- Also known as: Nilba e os Desastronautas
- Genre: Comedy, Science fiction, Parody
- Created by: Ale McHaddo
- Country of origin: Brazil
- Original language: Portuguese
- No. of seasons: 3
- No. of episodes: 39

Production
- Running time: 7 minutes
- Production companies: 44Toons Padre Anchieta Foundation

Original release
- Network: TV Rá-Tim-Bum (Brazil) Starz Kids & Family (US)
- Release: 2010 – 2012

= Newbie and the Disasternauts =

Newbie and the Disasternauts (Nilba e os Desastronautas) is a Brazilian animated television series created by Ale McHaddo. It was produced by 44Toons in association with the Padre Anchieta Foundation which aired on its children's channel TV Rá-Tim-Bum in 2010, after being aired on other channels as the Gloob, TV Cultura and TV Brasil. The cartoon has big influence of American cartoons like Cartoon Network and Nicktoons-style with frequent parodies other series in general. In the United States, it is currently shown on Starz Kids and Family since April 2013.

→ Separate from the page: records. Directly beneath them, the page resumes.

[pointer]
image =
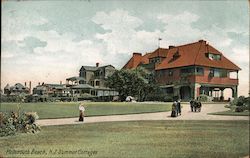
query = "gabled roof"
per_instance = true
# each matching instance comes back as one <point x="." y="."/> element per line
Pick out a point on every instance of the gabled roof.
<point x="76" y="78"/>
<point x="82" y="86"/>
<point x="94" y="68"/>
<point x="160" y="52"/>
<point x="89" y="68"/>
<point x="136" y="60"/>
<point x="195" y="54"/>
<point x="184" y="55"/>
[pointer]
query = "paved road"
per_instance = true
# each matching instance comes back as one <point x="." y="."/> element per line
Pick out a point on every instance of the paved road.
<point x="186" y="115"/>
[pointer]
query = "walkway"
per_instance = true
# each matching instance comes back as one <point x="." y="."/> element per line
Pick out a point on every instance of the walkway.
<point x="186" y="115"/>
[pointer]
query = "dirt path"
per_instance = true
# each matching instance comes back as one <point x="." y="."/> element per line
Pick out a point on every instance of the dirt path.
<point x="186" y="115"/>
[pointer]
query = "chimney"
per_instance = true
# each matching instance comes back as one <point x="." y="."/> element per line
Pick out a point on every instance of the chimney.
<point x="136" y="54"/>
<point x="30" y="87"/>
<point x="202" y="41"/>
<point x="171" y="46"/>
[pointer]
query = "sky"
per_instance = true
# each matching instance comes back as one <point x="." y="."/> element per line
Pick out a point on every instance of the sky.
<point x="49" y="41"/>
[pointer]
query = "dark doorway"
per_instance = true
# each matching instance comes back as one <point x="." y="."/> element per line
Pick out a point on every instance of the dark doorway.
<point x="185" y="93"/>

The series remained in production until 2012. From 2013 its creator began to focus on another animated comedy series, Osmar: The Heel of the Loaf.

==Plot==
Newton "Newbie" Biewsky real name Natasak is an impatient kid who takes it all jokingly and won't stop talking all the time especially in his classroom. In one of those games he buys a stellar trip through a travel organization with rockets entitled to his own crew with her cousin Laika and her monkey friend Albert on the ship SS Geniwald. But in a failed attempt to command the spacecraft finding team captain he ends up in an unknown satellite called Pea Moon where they are getting stuck since then looking for a way to return home.

== Characters ==
- Newbie - A playful and narcissistic boy who became captain of a starship crew Geniwald after their ship landed in the strange Pea Moon.
- Albert - An anthropomorphic monkey and Newbie's guardian, gets him responsible for the various problems that it creates on the Pea Moon. He is very serious and sarcastic, and constantly cites references to TV shows.
- Laika - Nilba's cousin. She is a pre-teen girl who shows a lot of maturity unlike his cousin and sometimes comes to help him out of his trouble on the Pea Moon like Albert.
- Mrs. Hilda - S.S. Genivald's cook. She is responsible for making the crew's food, making several strange dishes with the food found by Moon Pea, but even so the crew demonstrates that they eat normally. As revealed in the episode "Where We Come From", she was a maid for E.I.T.A., the organization that financed the crew's trip before making the crew. She is also the oldest of the crew and has Princess Leia hairstyle from the Star Wars series.
- Dr. Roger - A scientist at S.S. Genivald. He is responsible for studying all the phenomena of Moon Pea and making inventions to help the crew. He has a very calm personality. As revealed in the episode Where We Come From he worked at E.I.T.A. before joining the crew. He is always working in his laboratory rarely appearing outside the ship.
- Mr. Zabarowsk "Zaba" - A mechanic of S.S. Genivald. He is responsible for monitoring the ship's equipment. He has a very calm and slow personality just like Roger. As revealed in the episode From Where We Come, he took care of the maintenance of the E.I.T.A. before being part of the schedule. His best friend is the Contralt robot he constantly fixes. He is rarely seen off the ship or on missions.
- Contralt Del Valle - A red robot from S.S. Genivald. It is not known what his role in the crew is, although he usually serves as a microphone for Nilba when he meets with the entire crew. As seen in the episode "Collect All", he is a robot full of failures that is always crashing, although this is not shown in the other episodes. As revealed in the episode "Where We Come From", he was an E.I.T.A. who ended up becoming a robot by joining the crew of the S.S. Genivald along with the others.
- Mr. Dawsons - member of S.S. Genivald. He is responsible for the safety of the crew, although this is never shown in the drawing. Like the other members of the team, he worked at E.I.T.A. before joining the crew. As shown in the episode Collect All, Newbie admires him and tries to be an adventurer and fighter like him although he has never been seen fighting.
- Zurduki - The main antagonist of the show. He's an alien moon Pea that lies grand and lives trying to break into the ship Geniwald thinking they keep a secret that will help you master the universe, and always failing lives. Is always accompanied by his stupid sidekick Yurkut.
- Yurkut - Zurduki's bumbling helper. He is always helping his master in his plans although he proves not to be intelligent besides having a very small brain as shown in the episode Get Inside. He is a skinny green alien, with no nose and ears, slanted eyes and a crooked body. In the episode Christmas on the Pea Moon it is revealed that he is actually a Zurduki clone who was supposed to be a little less smart than him, but it turned out wrong.